Dispatches from the Front Lines

I've just returned from the annual national Conference on College Composition and Communication, which was held in New York City this year. During the past century, university writing program administrators have worked hard to garner respect within the academy as fellow teachers, intellectuals, and professionals. Unfortunately, as one of my colleagues warned me years ago, researchers in the field are sometimes treated as "untouchables," perhaps because they have contact with the most marginalized discourse from the most marginalized members of the campus community, which makes them impure if not outright polluted by their admittedly necessary work . . . which like the labor of garbage collectors or morticians must still be done by someone, of course. Even within the low-caste family of her academic discipline, Composition Studies can seem the tattered stepsister to her two more glamorous siblings who benefit from the riches of their own departments and PhD programs: Communication and Rhetoric.

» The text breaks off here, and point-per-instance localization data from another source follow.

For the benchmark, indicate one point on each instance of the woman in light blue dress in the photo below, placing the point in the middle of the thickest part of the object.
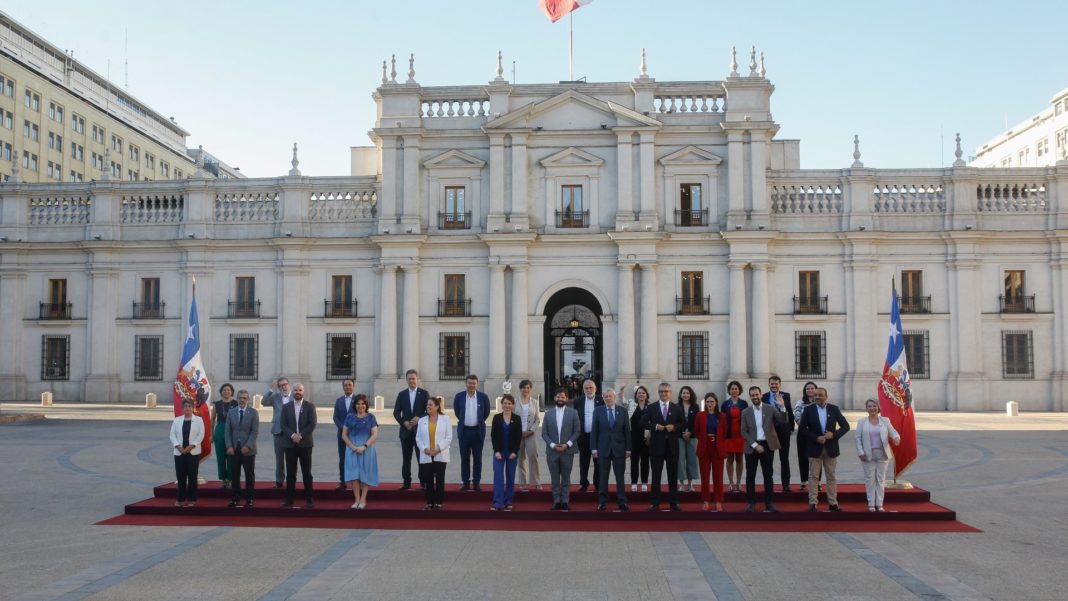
(359, 433)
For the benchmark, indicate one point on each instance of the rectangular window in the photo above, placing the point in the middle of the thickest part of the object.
(148, 358)
(1018, 356)
(244, 357)
(811, 354)
(693, 356)
(454, 361)
(916, 353)
(56, 358)
(341, 357)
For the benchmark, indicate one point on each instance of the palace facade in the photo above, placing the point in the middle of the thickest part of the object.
(635, 232)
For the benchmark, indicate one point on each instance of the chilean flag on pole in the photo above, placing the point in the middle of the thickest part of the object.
(191, 382)
(555, 10)
(895, 396)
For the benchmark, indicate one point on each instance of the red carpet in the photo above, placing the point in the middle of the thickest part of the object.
(908, 510)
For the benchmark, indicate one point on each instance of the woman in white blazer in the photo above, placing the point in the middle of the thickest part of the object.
(187, 432)
(433, 437)
(873, 437)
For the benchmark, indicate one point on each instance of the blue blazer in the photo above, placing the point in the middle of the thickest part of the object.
(459, 408)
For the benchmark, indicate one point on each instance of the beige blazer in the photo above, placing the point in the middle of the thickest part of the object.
(863, 437)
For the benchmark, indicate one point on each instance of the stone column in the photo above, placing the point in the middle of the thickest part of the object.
(760, 320)
(649, 368)
(738, 349)
(518, 338)
(626, 322)
(497, 322)
(388, 322)
(410, 331)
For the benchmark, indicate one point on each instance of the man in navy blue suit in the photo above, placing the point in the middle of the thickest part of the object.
(471, 409)
(342, 406)
(822, 426)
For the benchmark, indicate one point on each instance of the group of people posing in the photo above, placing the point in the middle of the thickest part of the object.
(691, 440)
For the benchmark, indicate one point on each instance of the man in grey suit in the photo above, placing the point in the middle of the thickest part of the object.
(242, 427)
(610, 441)
(758, 429)
(276, 397)
(560, 430)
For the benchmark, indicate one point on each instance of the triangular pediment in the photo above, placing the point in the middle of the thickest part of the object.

This is unfortunate, because the central conflict in the academy between the Culture of Information and the Culture of Knowledge -- which makes C.P. Snow's old divide between the humanities and the sciences look relatively minor by comparison -- is being played out most publicly and most violently in the classrooms of first-year writing. Here are some statistics that old fashioned bibliophiles who are firmly attached to the institutional status quo might find terrifying:
  • 83% of adult respondents thought that a twelve-year-old knew more about the Internet than their elected representative in Congress (Zogby 2006)
  • 48% of all children six and under have used a computer, and 30% have played video games (Rideout, Vandewater, and Wartella 2003)
  • 55% of youth 12-17 use social networking sites (Pew 2007)
  • 57% of teens who use the Internet could be considered media creators (Pew 2005), a statistic that may be an undercount, because it does not factor in newer digital forms of expression or those that produce artifacts other than written texts (Jenkins/MacArthur 2006)
  • While engaged in an average of 2.7 simultaneous Internet Message conversations, 39% of surveyed college students were also writing academic essays while multitasking online (Baron 2006)
  • 71% of students at the University of Minnesota use Wikipedia; 28% cite it (Adams 2006)
  • 36% of students in a U.S./Canada study admit to "cut and paste" plagiarism of sources from the Internet (McCabe 2004)
  • 81% of faculty in the Humanities and Social Sciences get digital resources from Google-type searches (Harley 2006)
Two years ago, the "4Cs" in San Francisco showed how seriously composition studies was taking the impact of digital culture on the academy. Lawrence Lessig's talk there was well-attended, and Andrea Lunsford's influential Intellectual Property Caucus was taking the discussion far beyond the mere policing of online plagiarism. This year the caucus passed an important resolution about open source, but in panels there was more concern about writing and new social media platforms like Facebook and MMOs rather than writing and copyright.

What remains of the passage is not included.